For several years the library has been supporting alternative forms of publishing like open access publishers and community supported publishing and sharing. Examples of this support include arXiv, Luminos, PeerJ, Open Library of the Humanities, Knowledge Unlatched, and Reveal Digital. These memberships are important because it’s a way for us to financially support publishing options that are more financially sustainable than the traditional toll access journals. Many of these memberships also provide a direct financial benefit to our university community, like the 15% discount on article processing charges from our BioMed Central membership.

In an effort to lead by example, the UT Libraries passed an open access policy for library staff in 2016. This is an opt-out policy that applies to journal articles and conference papers authored by UT Libraries employees. With this policy the library joins dozens of other institutions across the U.S. that have department level open access policies.

This past year we started a very popular drop-in workshop series called Data & Donuts. Data & Donuts happens at the same time every week, with a different data-related topic highlighted each week. All the sessions have a shared goal of improving the reproducibility of science.

Data & Donuts has attracted over 340 people in the past nine months which makes it one of our most successful outreach activities.

We have another reason to be optimistic this year. The Texas state legislature passed a bill this summer that should expand the awareness of and use of open educational resources (OER). SB810 directs colleges to make information about course materials available to students via the course catalog. If there is an online search feature for the catalog, the college has to make it possible for people to sort their search by courses that incorporate OER. The catalog functionality is set to go into effect this spring, so we’ll be keeping an eye on how things develop over this academic year.
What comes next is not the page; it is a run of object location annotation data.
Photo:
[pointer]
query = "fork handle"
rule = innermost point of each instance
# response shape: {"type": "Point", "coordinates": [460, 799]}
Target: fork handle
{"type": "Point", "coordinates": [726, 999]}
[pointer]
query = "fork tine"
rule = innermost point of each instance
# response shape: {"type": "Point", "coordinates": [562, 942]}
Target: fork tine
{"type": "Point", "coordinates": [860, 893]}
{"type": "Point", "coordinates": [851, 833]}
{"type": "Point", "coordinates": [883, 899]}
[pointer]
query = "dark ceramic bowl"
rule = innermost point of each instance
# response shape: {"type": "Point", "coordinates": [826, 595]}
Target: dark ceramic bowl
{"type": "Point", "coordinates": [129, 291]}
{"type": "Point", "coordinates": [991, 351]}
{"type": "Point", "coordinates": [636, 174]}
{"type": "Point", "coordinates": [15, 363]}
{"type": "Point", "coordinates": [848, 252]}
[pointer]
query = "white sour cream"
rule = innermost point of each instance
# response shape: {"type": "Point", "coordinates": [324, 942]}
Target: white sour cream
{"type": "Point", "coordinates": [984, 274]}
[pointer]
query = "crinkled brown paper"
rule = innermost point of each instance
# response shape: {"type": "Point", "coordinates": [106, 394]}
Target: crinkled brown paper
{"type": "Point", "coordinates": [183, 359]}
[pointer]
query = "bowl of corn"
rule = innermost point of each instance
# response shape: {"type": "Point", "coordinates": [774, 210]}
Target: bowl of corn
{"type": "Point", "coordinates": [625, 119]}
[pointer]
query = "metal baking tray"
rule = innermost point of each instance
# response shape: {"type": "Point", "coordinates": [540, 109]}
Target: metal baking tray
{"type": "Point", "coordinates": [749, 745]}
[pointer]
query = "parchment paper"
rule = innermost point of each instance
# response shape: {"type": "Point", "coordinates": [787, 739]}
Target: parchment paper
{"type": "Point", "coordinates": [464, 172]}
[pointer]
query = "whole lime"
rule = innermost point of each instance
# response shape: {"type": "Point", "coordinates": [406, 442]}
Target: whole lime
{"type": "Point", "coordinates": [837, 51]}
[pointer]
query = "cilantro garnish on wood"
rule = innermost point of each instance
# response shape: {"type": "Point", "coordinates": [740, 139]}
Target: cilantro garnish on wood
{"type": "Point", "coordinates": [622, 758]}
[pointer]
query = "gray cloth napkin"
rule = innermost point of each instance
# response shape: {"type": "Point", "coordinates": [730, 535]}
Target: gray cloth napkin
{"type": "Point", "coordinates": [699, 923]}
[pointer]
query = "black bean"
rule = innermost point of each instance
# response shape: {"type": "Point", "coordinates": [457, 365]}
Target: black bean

We will continue the momentum we have generated from the launch of TDR, our Data & Donuts series, and our support of open publishers. We are putting together topics for Data & Donuts this spring, planning events associated with open access and author rights, and continuing to improve our online self-help resources. We are committed to offer assistance to any faculty, staff, or student at the university who has a question about open access.

We encourage department chairs and tenure and promotion committees to talk with their colleagues and/or engage with us in discussions about what open access means for their discipline.

UT Libraries will continue to explore new publishing models and initiatives to share UT’s rich scholarship and discoveries, to find ways to increase access to open educational resources, and to support future faculty and scholars in accessing, using and curating the growing body of data that is central to the research enterprise.